London protests were mirrored by parallel demonstrations at the British Consulate in New York, with protesters wearing black and white scrubs reminiscent of concentration camp uniforms. One widely circulated explainer of the draft Bill drew a sickening comparison between the Nazi practice of tattooing numbers on the arms of Jewish people and the Bill’s intention to allocate single unique identifiers to children, which will enable health, education, and other public services to work together to safeguard children.

The previous government’s Independent Inquiry into Child Sexual Abuse found that the lack of regulation of unregistered educational settings – which Charedi yeshivas largely are – leaves children vulnerable to abuse. But extremist elements of our community are attempting to persuade the government to ignore these findings, brandishing the only card they have: religious exceptionalism.

Yehudis Fletcher

Determined to prevent children from accessing a basic, secular education, crowds of Charedi men and boys outside parliament have repeated calls for a bill that has children’s wellbeing at its heart, in order to undermine the wellbeing and prevent the safeguarding of Charedi children. This dismal situation should invite the urgent and critical attention of the wider Jewish community.

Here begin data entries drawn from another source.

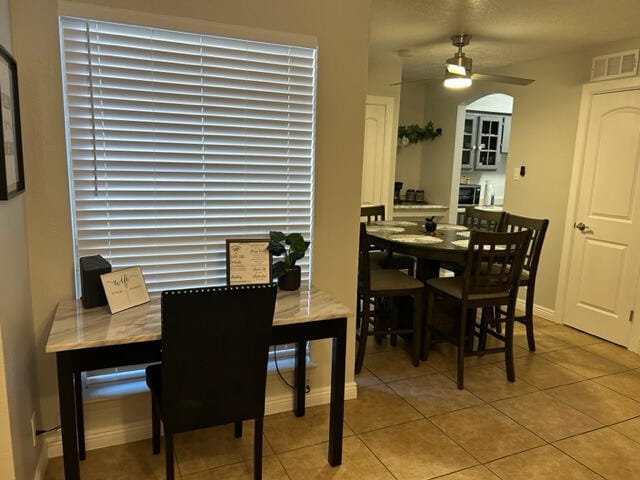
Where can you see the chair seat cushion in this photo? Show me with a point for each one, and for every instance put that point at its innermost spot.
(386, 280)
(153, 374)
(452, 286)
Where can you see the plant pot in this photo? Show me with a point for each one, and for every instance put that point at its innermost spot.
(290, 280)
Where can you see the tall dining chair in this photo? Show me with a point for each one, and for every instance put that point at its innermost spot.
(224, 332)
(382, 259)
(377, 304)
(479, 219)
(492, 272)
(538, 229)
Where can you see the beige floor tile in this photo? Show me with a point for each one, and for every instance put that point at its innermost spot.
(486, 433)
(434, 394)
(630, 428)
(377, 406)
(365, 378)
(284, 431)
(417, 450)
(542, 373)
(474, 473)
(131, 461)
(542, 463)
(626, 383)
(394, 365)
(583, 363)
(597, 401)
(544, 343)
(571, 335)
(358, 463)
(545, 416)
(490, 383)
(615, 353)
(213, 447)
(271, 470)
(606, 452)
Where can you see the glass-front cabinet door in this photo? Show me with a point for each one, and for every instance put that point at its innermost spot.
(488, 142)
(469, 142)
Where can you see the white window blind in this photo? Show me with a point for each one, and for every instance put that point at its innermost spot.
(178, 141)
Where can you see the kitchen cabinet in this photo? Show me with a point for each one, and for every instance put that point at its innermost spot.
(482, 141)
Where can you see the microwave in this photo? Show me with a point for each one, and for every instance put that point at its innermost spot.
(469, 195)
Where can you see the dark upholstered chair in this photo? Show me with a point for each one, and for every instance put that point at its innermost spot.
(490, 280)
(487, 220)
(224, 333)
(538, 229)
(378, 290)
(374, 213)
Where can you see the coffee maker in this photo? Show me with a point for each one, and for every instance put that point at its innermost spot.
(397, 186)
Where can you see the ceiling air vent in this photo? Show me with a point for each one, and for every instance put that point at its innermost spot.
(615, 65)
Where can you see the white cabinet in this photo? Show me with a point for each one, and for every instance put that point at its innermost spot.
(482, 141)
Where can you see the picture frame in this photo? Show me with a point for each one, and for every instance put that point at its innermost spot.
(11, 164)
(248, 261)
(124, 288)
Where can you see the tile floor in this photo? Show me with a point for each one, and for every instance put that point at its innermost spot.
(573, 413)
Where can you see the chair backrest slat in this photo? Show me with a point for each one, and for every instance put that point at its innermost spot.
(215, 345)
(373, 213)
(494, 262)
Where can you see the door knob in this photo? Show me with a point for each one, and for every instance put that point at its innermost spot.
(581, 226)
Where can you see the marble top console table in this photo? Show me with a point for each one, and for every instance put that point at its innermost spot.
(92, 339)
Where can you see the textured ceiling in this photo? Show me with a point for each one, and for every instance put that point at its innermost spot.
(504, 31)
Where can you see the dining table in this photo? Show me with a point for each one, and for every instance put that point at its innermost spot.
(446, 244)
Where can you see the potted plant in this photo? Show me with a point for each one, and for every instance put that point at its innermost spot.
(292, 247)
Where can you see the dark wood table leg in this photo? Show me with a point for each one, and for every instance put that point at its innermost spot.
(77, 379)
(336, 415)
(66, 395)
(300, 381)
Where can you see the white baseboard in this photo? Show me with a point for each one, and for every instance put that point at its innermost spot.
(538, 311)
(133, 432)
(43, 461)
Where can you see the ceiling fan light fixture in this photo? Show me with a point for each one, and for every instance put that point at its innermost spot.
(457, 81)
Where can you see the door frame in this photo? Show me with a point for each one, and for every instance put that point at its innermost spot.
(589, 90)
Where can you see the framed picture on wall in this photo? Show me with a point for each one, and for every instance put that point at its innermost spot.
(11, 167)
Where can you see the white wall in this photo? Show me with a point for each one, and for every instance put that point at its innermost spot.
(18, 389)
(342, 30)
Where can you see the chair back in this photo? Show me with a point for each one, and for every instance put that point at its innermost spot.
(364, 267)
(373, 213)
(486, 220)
(538, 228)
(215, 345)
(494, 263)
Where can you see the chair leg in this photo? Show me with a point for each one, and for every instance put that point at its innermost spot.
(462, 347)
(155, 425)
(364, 328)
(418, 319)
(168, 443)
(508, 344)
(257, 448)
(528, 317)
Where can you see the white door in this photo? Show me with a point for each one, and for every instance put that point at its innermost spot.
(378, 168)
(604, 263)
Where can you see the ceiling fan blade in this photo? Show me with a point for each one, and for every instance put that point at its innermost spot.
(501, 78)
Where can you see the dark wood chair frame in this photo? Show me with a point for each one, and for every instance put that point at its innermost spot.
(493, 267)
(371, 301)
(203, 329)
(538, 229)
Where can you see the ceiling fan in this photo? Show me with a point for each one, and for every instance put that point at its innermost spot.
(458, 69)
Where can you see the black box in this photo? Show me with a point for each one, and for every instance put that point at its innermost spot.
(90, 270)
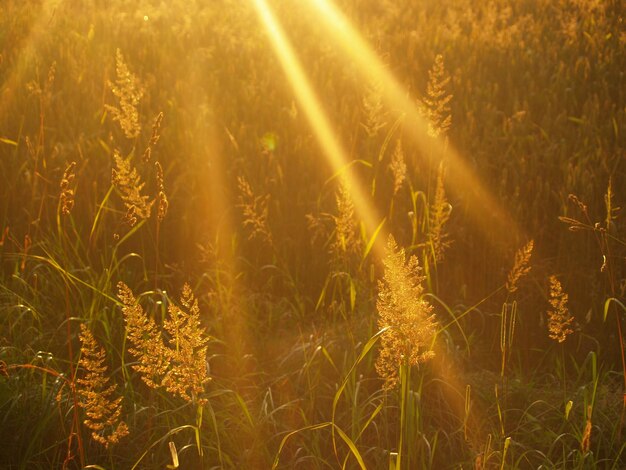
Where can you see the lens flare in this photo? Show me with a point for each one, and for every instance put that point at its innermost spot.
(329, 143)
(485, 211)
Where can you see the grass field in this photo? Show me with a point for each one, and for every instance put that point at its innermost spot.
(312, 234)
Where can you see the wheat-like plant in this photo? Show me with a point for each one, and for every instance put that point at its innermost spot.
(145, 339)
(187, 350)
(559, 318)
(128, 91)
(585, 440)
(521, 266)
(255, 212)
(161, 200)
(97, 395)
(67, 193)
(346, 240)
(154, 138)
(436, 104)
(375, 116)
(180, 366)
(125, 177)
(408, 316)
(439, 215)
(398, 167)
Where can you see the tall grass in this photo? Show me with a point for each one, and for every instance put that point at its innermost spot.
(149, 150)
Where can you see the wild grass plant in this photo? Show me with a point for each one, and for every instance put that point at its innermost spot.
(149, 150)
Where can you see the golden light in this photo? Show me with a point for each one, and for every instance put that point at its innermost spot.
(329, 143)
(485, 211)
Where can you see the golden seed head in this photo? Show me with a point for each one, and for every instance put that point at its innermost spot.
(67, 193)
(559, 318)
(408, 316)
(521, 267)
(128, 91)
(102, 410)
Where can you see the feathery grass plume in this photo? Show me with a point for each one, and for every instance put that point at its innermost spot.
(128, 91)
(347, 239)
(585, 441)
(398, 167)
(436, 104)
(375, 115)
(96, 395)
(67, 193)
(128, 181)
(611, 209)
(255, 212)
(147, 154)
(439, 215)
(400, 307)
(161, 200)
(146, 343)
(560, 319)
(521, 266)
(187, 350)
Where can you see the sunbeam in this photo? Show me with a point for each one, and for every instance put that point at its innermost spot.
(329, 144)
(486, 212)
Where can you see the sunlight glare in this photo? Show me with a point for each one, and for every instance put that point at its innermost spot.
(330, 145)
(462, 179)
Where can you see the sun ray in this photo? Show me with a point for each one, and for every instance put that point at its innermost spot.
(329, 143)
(486, 212)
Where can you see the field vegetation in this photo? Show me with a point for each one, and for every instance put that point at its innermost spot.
(312, 234)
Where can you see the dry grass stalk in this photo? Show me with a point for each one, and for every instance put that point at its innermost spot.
(145, 340)
(96, 394)
(180, 366)
(398, 167)
(317, 227)
(347, 240)
(521, 267)
(585, 441)
(255, 212)
(162, 202)
(436, 104)
(375, 116)
(188, 349)
(400, 307)
(560, 320)
(147, 154)
(67, 193)
(128, 181)
(439, 215)
(128, 91)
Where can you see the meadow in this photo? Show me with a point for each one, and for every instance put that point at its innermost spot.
(312, 234)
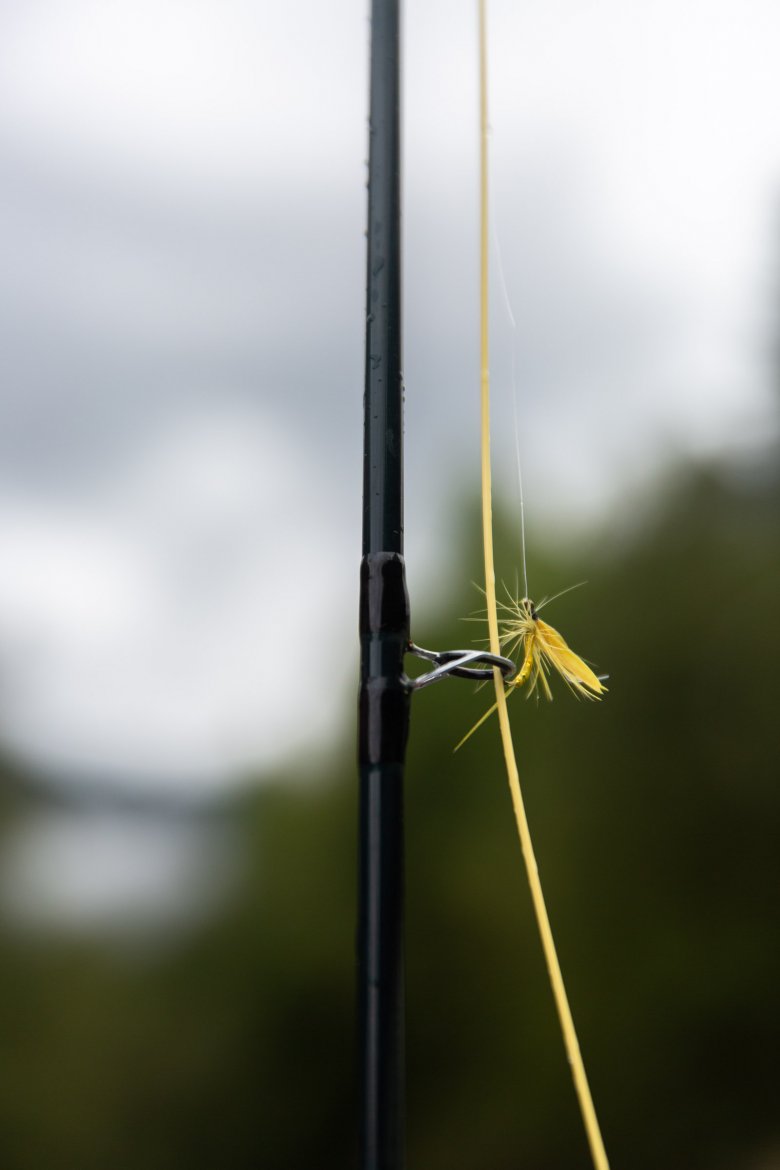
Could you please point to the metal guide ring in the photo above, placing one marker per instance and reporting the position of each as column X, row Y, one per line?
column 455, row 662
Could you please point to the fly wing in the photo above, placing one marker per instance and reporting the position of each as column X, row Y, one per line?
column 568, row 663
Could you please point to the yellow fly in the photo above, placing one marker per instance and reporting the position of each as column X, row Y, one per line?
column 522, row 631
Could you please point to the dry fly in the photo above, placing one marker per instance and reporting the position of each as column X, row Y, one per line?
column 523, row 633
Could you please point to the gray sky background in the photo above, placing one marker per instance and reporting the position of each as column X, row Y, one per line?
column 181, row 305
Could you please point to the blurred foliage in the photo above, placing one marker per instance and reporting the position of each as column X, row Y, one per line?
column 655, row 817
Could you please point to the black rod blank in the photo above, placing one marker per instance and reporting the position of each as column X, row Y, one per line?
column 385, row 692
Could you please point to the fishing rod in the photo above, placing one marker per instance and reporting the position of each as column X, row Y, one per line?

The regulatory improvements that this Bill provides, as they pertain to Charedi children, are simple: Yeshivas will no longer be able to continue to claim that they are not schools, despite being places of education for children of school age, and will be required to register, bringing children into line of sight of safeguarding authorities. In addition, the Bill proposes a register of homeschooled children.

It makes provisions for local authorities to ensure that parents who are genuinely educating their children at home are free to continue to exercise that right. There are also provisions to identify those who are cynically claiming to do so, when their children are, in fact, spending long days studying exclusively religious studies with no access to maths, English, or science education.

Yeshivas run on schedules that do not plausibly allow for adequate home education once the Yeshiva day has ended, even for parents who are inclined to arrange it.

This dismal situation should invite the urgent and critical attention of the wider Jewish community

Home education has long been the go-to, if implausible, explanation rolled out to explain how Charedi parents whose children are not on any school register are fulfilling their legal duty to educate their children. But those who assert that children are genuinely being homeschooled rely on challengers being inhibited in further investigating such obvious inconsistencies. They also rely on the rest of the Jewish community, who would never accept their own children suffering the indignity of such neglect, not being willing or confident enough to draw attention to the way Charedi children are treated.

The Children’s Wellbeing and Schools Bill is urgent and it does what it says on the tin: it ensures the wellbeing of all children, including Charedi children. The Bill ensures they are known to the authorities, so that they can be certain that these children have proper access to education. There is nothing controversial about supporting it. Those who ask you not to are relying on you doing a cost benefit analysis in which you attach less value to the wellbeing of Charedi children than you do to smooth inter- and intra-community relations.

What the “Yellow Star” protestors want you to forget is that ordinary Charedi parents want their children to have access to adequate schooling, but the social cost of expressing this desire is extremely high

What the “Yellow Star” protestors want you to forget is that ordinary Charedi parents want their children to have access to safe, adequate schooling, but that the social cost of even expressing this desire has intentionally been made extremely high. It is simply not safe for Charedi parents to say, out loud or in writing, that they want their children to be educated in a Jewish school where they learn as much about their faith as possible, whilst simultaneously receiving a broad and balanced secular education. On the day of the second reading, a Charedi father of eight with children in yeshivas and Charedi (registered, independent) primary schools texted me to say: “Most people want the changes, but we are scared and silenced. We are under tight control, with no freedom and no ability to voice independent opinions”.

The control this man speaks of is by design and, I argue, testifies to the lack of faith that Charedi leaders photographed protesting at the second reading have in their own rhetoric: it appears they do not believe that anyone able to make an educated choice would actually stay within the community.